Transport Asset Manager of New South Wales
- Logo used until 2024 with its previous name

Agency overview
- Formed: 1 July 2020 (as the Transport Asset Holding Entity of New South Wales)
- Preceding agency: RailCorp;
- Jurisdiction: New South Wales
- Headquarters: Sydney
- Agency executive: Lyndal Punch, Acting Chief Executive;
- Parent department: Transport for NSW
- Key document: Transport Administration Act, 1988 (NSW);
- Website: tahensw.com.au

= Transport Asset Manager of New South Wales =

Australian state-owned corporation

The Transport Asset Manager of New South Wales (TAM) is an agency of the Government of New South Wales under the Transport Administration Act 1988. It was previously a state-owned corporation known as the Transport Asset Holding Entity of New South Wales (TAHE) which was established by converting and renaming RailCorp on 1 July 2020. During its time as a state-owned corporation, it was not an agency or division of Transport for NSW. Following a change of state government, in September 2023, it was announced that TAHE would become a government agency. Legislation to change the TAHE to an agency and its name was assented in September 2024, and took effect on 1 January 2025.

Like its predecessor RailCorp, the TAHE/TAM holds rail property assets, rolling stock and rail infrastructure in the Sydney metropolitan area and limited country locations in the state and it makes these assets available to Sydney Trains and NSW TrainLink for their operations. Its asset base consists of "rail embankments, cuttings and tunnels, track, signals, power systems, rolling stock, stations and significant land holdings around stations" across the state. A sister entity, the Residual Transport Corporation (RTC), which was formed in July 2017, owns assets not suitable for TAHE ownership.
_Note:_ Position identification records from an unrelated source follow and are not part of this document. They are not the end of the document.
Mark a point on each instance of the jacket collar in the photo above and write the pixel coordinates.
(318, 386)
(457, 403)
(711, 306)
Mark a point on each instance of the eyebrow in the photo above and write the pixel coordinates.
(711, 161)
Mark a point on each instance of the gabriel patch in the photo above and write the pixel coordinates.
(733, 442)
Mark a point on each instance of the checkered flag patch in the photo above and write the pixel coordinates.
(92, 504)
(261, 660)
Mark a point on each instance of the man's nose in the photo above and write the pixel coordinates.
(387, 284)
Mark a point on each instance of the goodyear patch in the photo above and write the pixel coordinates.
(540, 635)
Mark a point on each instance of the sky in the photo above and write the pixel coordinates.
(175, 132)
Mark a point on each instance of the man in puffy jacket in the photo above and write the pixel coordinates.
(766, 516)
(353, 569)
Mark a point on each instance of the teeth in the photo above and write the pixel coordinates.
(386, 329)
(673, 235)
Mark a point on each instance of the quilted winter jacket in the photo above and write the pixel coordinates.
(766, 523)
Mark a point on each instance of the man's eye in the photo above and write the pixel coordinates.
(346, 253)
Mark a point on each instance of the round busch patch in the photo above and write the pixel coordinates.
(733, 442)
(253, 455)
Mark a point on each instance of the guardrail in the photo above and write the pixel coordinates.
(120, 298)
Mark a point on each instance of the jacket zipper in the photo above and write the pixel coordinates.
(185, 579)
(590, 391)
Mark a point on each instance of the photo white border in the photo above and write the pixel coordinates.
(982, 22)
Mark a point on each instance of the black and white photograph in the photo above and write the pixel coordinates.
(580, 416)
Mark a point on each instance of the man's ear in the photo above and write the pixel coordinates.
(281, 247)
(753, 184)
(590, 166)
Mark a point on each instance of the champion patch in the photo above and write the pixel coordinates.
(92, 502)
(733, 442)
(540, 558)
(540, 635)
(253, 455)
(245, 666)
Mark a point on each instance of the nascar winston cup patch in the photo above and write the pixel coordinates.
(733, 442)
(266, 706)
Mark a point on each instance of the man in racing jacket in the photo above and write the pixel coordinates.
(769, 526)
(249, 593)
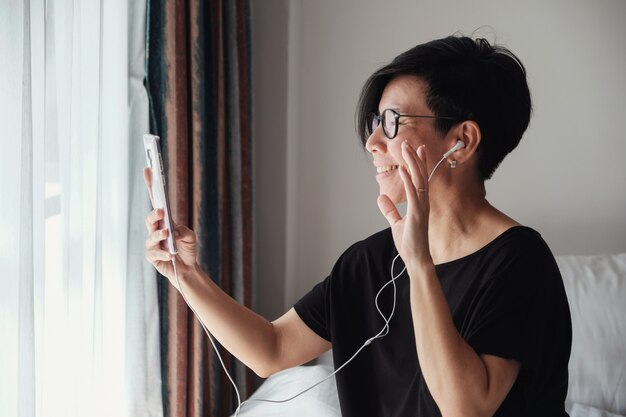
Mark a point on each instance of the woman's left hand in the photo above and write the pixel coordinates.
(410, 233)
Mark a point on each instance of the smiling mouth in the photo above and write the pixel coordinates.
(381, 170)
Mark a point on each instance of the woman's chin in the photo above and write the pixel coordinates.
(396, 197)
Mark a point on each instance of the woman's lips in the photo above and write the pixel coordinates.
(385, 171)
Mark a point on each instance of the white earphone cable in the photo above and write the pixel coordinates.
(383, 332)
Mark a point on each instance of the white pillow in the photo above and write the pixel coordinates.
(321, 401)
(596, 290)
(579, 410)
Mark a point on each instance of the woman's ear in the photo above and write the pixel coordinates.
(469, 133)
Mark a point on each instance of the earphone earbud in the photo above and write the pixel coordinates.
(459, 145)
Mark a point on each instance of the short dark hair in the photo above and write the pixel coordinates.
(468, 79)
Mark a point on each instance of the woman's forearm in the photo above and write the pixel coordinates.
(248, 336)
(459, 380)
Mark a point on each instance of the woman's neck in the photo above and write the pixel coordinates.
(462, 223)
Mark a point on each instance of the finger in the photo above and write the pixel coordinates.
(389, 210)
(153, 218)
(156, 255)
(409, 189)
(410, 159)
(422, 158)
(155, 238)
(147, 178)
(417, 168)
(184, 234)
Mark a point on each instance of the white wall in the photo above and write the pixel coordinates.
(566, 179)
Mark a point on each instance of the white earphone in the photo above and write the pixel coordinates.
(459, 145)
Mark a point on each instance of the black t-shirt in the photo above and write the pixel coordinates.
(507, 299)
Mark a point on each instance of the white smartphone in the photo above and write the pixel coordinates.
(152, 149)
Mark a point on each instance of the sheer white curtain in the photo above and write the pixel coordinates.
(78, 314)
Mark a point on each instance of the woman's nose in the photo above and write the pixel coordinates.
(377, 141)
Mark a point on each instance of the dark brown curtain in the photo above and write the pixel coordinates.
(198, 77)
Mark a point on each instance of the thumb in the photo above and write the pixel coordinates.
(388, 209)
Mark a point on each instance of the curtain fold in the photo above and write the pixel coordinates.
(78, 315)
(199, 81)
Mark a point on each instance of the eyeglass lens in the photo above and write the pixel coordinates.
(389, 121)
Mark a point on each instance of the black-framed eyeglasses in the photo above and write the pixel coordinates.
(389, 119)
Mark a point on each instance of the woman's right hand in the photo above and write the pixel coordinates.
(156, 249)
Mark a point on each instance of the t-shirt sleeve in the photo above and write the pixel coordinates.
(313, 309)
(512, 314)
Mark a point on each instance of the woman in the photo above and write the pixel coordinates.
(481, 324)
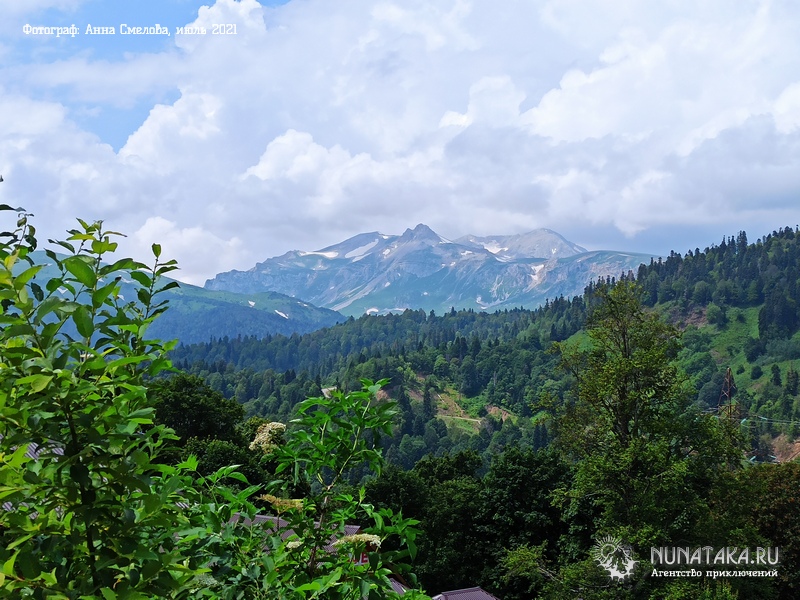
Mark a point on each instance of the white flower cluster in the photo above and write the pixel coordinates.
(268, 436)
(359, 538)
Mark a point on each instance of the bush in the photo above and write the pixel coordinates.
(95, 513)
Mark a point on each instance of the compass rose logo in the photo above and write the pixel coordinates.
(614, 556)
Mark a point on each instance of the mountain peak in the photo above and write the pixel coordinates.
(422, 232)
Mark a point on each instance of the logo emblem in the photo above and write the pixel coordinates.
(614, 556)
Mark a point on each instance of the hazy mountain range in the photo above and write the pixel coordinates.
(378, 273)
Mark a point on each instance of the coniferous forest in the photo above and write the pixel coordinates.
(487, 439)
(660, 408)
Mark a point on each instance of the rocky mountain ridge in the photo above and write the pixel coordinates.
(378, 273)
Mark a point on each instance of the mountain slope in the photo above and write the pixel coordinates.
(196, 314)
(378, 273)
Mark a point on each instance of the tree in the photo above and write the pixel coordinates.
(192, 409)
(643, 453)
(93, 512)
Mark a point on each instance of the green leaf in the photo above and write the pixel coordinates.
(83, 321)
(142, 278)
(82, 271)
(108, 594)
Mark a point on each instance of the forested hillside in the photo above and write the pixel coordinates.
(734, 302)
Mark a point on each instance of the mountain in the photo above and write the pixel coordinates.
(196, 314)
(378, 273)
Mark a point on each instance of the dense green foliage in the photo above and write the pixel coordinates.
(661, 478)
(513, 454)
(91, 507)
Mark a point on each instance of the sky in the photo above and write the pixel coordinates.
(627, 125)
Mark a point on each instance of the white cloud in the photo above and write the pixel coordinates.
(196, 246)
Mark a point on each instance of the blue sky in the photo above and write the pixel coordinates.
(630, 125)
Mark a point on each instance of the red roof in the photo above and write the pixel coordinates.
(466, 594)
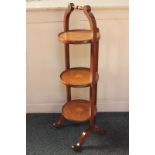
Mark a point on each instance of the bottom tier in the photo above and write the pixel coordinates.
(77, 110)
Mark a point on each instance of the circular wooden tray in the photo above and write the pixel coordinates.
(77, 77)
(77, 110)
(77, 36)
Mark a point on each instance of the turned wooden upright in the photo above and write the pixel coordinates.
(80, 110)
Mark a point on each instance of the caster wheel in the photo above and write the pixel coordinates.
(56, 126)
(76, 147)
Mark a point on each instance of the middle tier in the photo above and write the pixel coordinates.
(77, 77)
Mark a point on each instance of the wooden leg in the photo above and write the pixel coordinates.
(59, 122)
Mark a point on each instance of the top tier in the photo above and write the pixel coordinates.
(79, 36)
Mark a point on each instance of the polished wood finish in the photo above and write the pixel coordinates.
(77, 110)
(77, 36)
(80, 110)
(77, 77)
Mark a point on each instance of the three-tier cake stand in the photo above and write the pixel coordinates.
(80, 110)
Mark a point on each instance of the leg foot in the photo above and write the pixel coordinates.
(100, 131)
(76, 147)
(85, 134)
(59, 122)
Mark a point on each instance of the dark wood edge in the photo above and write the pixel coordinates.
(81, 120)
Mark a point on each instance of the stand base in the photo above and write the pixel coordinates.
(84, 135)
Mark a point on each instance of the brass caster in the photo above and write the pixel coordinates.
(56, 125)
(76, 147)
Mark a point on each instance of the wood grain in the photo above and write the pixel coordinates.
(77, 77)
(77, 36)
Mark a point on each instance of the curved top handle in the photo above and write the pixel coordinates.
(87, 11)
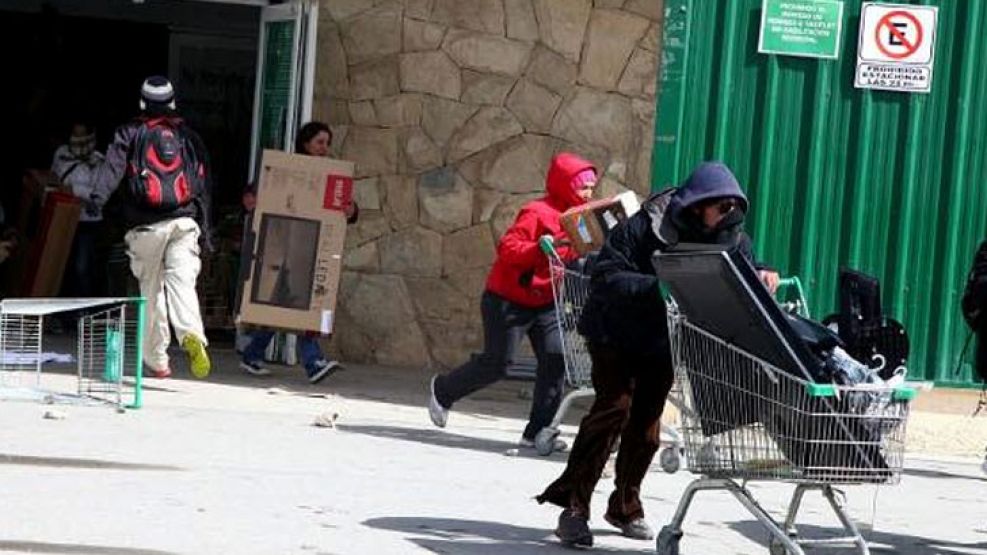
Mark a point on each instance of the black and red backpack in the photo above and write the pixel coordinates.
(164, 171)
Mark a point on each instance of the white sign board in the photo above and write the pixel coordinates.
(896, 47)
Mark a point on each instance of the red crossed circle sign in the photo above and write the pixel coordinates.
(886, 25)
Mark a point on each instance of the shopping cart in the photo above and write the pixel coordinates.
(570, 288)
(745, 419)
(108, 350)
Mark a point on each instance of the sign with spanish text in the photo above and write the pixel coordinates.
(896, 47)
(808, 28)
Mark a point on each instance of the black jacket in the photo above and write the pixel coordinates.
(625, 309)
(113, 170)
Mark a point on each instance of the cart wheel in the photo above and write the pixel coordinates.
(670, 459)
(777, 548)
(545, 441)
(668, 541)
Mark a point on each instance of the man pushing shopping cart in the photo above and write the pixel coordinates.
(624, 322)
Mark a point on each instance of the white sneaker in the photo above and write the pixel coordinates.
(438, 413)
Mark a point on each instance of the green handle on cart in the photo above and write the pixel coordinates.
(901, 393)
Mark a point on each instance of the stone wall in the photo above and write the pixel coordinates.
(451, 110)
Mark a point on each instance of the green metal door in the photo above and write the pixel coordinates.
(892, 184)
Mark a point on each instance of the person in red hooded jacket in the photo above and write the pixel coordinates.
(518, 301)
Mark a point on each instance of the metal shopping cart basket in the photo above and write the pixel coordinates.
(753, 417)
(570, 288)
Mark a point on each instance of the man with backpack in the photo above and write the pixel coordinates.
(165, 170)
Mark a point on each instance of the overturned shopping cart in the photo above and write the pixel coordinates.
(570, 288)
(107, 357)
(752, 410)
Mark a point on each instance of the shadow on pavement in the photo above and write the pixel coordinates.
(445, 439)
(879, 542)
(450, 535)
(57, 462)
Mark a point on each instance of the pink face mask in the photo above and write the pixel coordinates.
(583, 180)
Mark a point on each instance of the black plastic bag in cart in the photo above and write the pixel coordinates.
(718, 291)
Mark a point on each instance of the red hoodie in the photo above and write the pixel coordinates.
(520, 273)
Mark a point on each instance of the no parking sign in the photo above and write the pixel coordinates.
(896, 47)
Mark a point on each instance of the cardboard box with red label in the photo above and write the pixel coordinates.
(589, 224)
(295, 242)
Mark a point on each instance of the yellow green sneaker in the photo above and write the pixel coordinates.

The TAHE was planned to eventually own the state's public transport assets, including ferries.

==Board of directors==
As a statutory state-owned corporation in New South Wales, the TAHE had a board of directors that is made up of the secretary of Transport for NSW and 3 to 7 directors appointed by the voting shareholders. The board of directors ceased on 31 December 2024 on TAHE's last day as a state-owned corporation. In its place, the new agency will have an advisory board.

==Controversies==
In 2021, TAHE was the subject of an investigation by the NSW Legislative Council public accountability committee. The Financial Review report stated: "Faced with the new accounting standards, PwC ... recommended either the whole TfNSW portfolio be fully corporatised or the TAHE proposal be dropped", noting that currently only 30% of costs were recovered.